At Create Digital Music, Peter Kirn blogs about all kinds of electronic and computer-based music tools, ranging from newly-announced keyboards to tips on running Ableton Live--generally the bleeding edge of digital sound technology. I like reading CDM not only for the news that applies to my own projects, but also because it's a peek into a musical world where I don't spend much time: that of the visualized DJ/sample-based laptop musician. I've had Peter's book, Real World Digital Music, for a few months now, and I recommend it for much the same reasons. It's a little biased towards that type of modern electronic artist, but it's also a good reference that beginners can use.

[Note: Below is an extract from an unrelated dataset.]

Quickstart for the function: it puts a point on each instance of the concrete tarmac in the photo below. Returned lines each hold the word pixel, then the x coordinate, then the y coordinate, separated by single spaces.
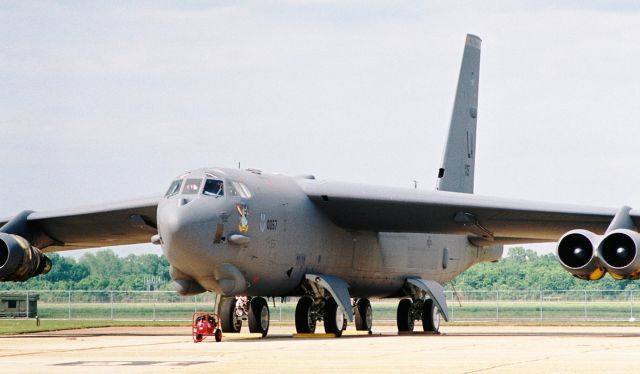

The book starts all the way back at the physics of sound, from compression and rarefraction to harmonic overtones. From there it moves quickly through the basics of converting analog to digital, setting up a studio, and preparing a computer for audio production. From that point, Kirn begins to get more specific on different kinds of digital production, such as loop-based arrangement, MIDI, synthesis, and traditional DAWs. These chapters are pretty comprehensive, especially considering the wide field of different software and situations that are involved. I was pleasantly surprised to see an entire chapter on different types of microphones and miking techniques for a variety of instruments, since I think that's one of the more difficult tasks for an amateur musician. Likewise, the guide to different effects is well-written and logically-sorted, with plenty of illustrations.
The last three chapters of the book are more niche-oriented. They cover creating printed scores, scoring video, and performing live. I hesitate to say that these were unnecessary, and they fit with the book's theme of being a broad guide to all things digital. But there are areas that I would have preferred to see more in depth--more detail about EQ for different instruments, for example. Still, I'm nitpicking about areas that other, analog-oriented guides probably have covered. This is a clear, thoughtful text, and it's made more practical by the inclusion of a DVD containing a load of free software, such as a demo of Ableton Live that can be used for many of the book's examples. Most of them are free downloads if readers search them out, but having them collected is very nice.
In the end, I think Real World Digital Audio is a good introduction to computer-based sound production. Although it's aimed at musicians (and perhaps musicians aspiring to a very particular niche of music-making), most of the text doesn't require a theoretical background. In fact, I'm considering using it as a reference when teaching other colleagues at the World Bank Institute, due mainly to the way it covers both the basics and intermediate topics without talking down to the reader. It's a good starter text, even accounting for the chapters most people will never use.